HDU 3359 Kind of a Blur(高斯消元)

题意：

       H * W (W,H <= 10) 的矩阵A的某个元素A[i][j]，从它出发到其他点的曼哈顿距离小于等于D的所有值的和S[i][j]除上可达点的数目，构成了矩阵B。给定矩阵B，求矩阵A。

 

 

题目先给宽再给高。。。坑我了一个小时

 

code

/*

       暴力确定每个位置有到那些位置的曼哈顿距离小于D

       然后对你n*m个未知数，n*m个方程进行高斯消元

*/

#include <iostream>

#include <cstdio>

#include <cmath>

#include <cstring>

using namespace std;



const int MAXN = 111;

int n, m, dx, cnt;

double A[MAXN][MAXN], ans[MAXN];

inline void build (int x, int y, int d) {

    int k = 0;

    for (int i = 0, tol = 0; i < n; ++i)

        for (int j = 0; j < m; ++j) {

            if (abs (i - x) + abs (j - y) <= dx)
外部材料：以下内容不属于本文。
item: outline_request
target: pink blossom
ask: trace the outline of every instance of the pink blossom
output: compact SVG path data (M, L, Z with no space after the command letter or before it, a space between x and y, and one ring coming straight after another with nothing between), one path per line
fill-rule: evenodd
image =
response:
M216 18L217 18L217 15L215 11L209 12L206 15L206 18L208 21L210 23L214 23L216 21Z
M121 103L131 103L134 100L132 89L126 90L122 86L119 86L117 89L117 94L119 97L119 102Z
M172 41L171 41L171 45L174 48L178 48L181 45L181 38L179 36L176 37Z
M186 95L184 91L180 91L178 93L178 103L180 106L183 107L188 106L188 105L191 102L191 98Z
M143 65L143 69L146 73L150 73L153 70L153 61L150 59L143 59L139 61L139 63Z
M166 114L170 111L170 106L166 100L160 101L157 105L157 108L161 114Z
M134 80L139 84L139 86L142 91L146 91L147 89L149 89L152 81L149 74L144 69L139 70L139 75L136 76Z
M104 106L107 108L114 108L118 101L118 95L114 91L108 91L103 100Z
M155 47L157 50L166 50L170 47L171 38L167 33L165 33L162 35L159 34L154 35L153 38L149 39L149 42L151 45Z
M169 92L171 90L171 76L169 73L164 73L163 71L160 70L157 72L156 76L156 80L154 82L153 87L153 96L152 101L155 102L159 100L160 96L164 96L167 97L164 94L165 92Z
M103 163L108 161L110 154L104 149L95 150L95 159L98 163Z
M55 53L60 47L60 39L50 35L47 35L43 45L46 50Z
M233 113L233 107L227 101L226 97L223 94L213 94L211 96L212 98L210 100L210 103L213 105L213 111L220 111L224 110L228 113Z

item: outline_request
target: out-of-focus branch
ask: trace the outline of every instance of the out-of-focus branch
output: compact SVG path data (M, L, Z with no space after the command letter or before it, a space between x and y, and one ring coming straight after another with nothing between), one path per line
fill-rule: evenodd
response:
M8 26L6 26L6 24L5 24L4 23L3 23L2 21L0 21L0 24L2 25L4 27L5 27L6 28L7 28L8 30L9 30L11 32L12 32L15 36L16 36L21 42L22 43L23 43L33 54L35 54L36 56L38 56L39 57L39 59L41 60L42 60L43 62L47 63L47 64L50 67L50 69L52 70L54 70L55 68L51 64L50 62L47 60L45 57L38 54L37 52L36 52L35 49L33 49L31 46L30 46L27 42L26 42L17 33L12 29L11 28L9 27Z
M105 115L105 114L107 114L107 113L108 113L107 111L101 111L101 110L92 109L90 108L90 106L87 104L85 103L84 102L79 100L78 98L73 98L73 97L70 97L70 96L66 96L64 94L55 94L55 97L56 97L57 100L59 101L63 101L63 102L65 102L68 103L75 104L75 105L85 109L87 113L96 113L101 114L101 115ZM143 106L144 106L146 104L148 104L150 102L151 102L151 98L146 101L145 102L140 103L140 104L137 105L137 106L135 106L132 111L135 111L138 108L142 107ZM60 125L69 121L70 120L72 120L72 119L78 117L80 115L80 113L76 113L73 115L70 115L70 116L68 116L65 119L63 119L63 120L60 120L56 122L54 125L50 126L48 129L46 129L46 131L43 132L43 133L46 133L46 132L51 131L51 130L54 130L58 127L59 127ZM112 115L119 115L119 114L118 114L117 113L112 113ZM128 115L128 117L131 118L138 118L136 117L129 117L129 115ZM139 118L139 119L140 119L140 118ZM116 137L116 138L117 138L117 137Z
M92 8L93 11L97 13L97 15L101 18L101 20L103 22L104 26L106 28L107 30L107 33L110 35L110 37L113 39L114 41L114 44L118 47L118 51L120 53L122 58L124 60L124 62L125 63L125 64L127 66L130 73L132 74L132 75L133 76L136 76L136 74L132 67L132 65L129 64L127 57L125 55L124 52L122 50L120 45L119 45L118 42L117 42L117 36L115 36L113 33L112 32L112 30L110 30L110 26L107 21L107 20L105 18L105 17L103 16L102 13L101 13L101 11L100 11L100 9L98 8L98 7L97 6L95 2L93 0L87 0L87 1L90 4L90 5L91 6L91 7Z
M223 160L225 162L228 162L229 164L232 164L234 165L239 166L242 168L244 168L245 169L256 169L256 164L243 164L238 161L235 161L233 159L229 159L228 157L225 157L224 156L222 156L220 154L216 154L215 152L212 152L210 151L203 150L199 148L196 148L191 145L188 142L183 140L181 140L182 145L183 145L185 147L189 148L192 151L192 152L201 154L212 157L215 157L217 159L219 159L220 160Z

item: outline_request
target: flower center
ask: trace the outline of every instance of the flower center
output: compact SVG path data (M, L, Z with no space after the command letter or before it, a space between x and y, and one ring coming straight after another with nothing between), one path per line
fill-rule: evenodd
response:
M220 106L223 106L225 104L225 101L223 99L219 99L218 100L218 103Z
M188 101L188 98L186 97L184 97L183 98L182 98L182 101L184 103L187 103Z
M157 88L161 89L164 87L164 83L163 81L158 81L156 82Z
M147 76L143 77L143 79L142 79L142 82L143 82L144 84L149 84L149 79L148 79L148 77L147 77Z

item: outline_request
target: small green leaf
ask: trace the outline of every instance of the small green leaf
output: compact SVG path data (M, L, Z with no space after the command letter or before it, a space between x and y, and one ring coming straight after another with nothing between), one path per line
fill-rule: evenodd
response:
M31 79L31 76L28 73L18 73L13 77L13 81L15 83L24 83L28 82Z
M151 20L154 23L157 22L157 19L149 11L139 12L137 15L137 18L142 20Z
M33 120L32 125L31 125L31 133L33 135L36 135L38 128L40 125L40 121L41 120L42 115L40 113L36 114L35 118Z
                A[d][tol++] = 1, ++k;

            else

                A[d][tol++] = 0;

        }

    A[d][cnt] *= k;

}

void Gauss() {

    int i, j, k;

    double tmp, big;

    for (i = 0; i < cnt; i++) {

        for (big = 0, j = i; j < cnt; j++) {

            if (abs (A[j][i]) > big) {

                big = abs (A[j][i]);

                k = j;

            }

        }

        if (k != i) {

            for (j = 0; j <= cnt; j++)

                swap (A[i][j], A[k][j]);

        }

        for (j = i + 1; j < cnt; j++) {

            if (A[j][i]) {

                tmp = -A[j][i] / A[i][i];

                for (k = i; k <= cnt; k++)

                    A[j][k] += tmp * A[i][k];

            }

        }

    }

    for (i = cnt - 1; i >= 0; i--) {

        tmp = 0;

        for (j = i + 1; j < cnt; j++)

            tmp += A[i][j] * ans[j];

        ans[i] = (A[i][j] - tmp) / A[i][i];

    }

}

int main() {

    int cs = 0;

    while (scanf ("%d %d %d", &m, &n, &dx), n) {

        if (cs == 0) cs = 1;

        else

            putchar (10);

        cnt = n * m;

        for (int i = 0, tol = 0; i < n; ++i)

            for (int j = 0; j < m; ++j)

                scanf ("%lf", &A[tol++][cnt]);

        for (int i = 0, tol = 0; i < n; ++i)

            for (int j = 0; j < m; ++j, ++tol)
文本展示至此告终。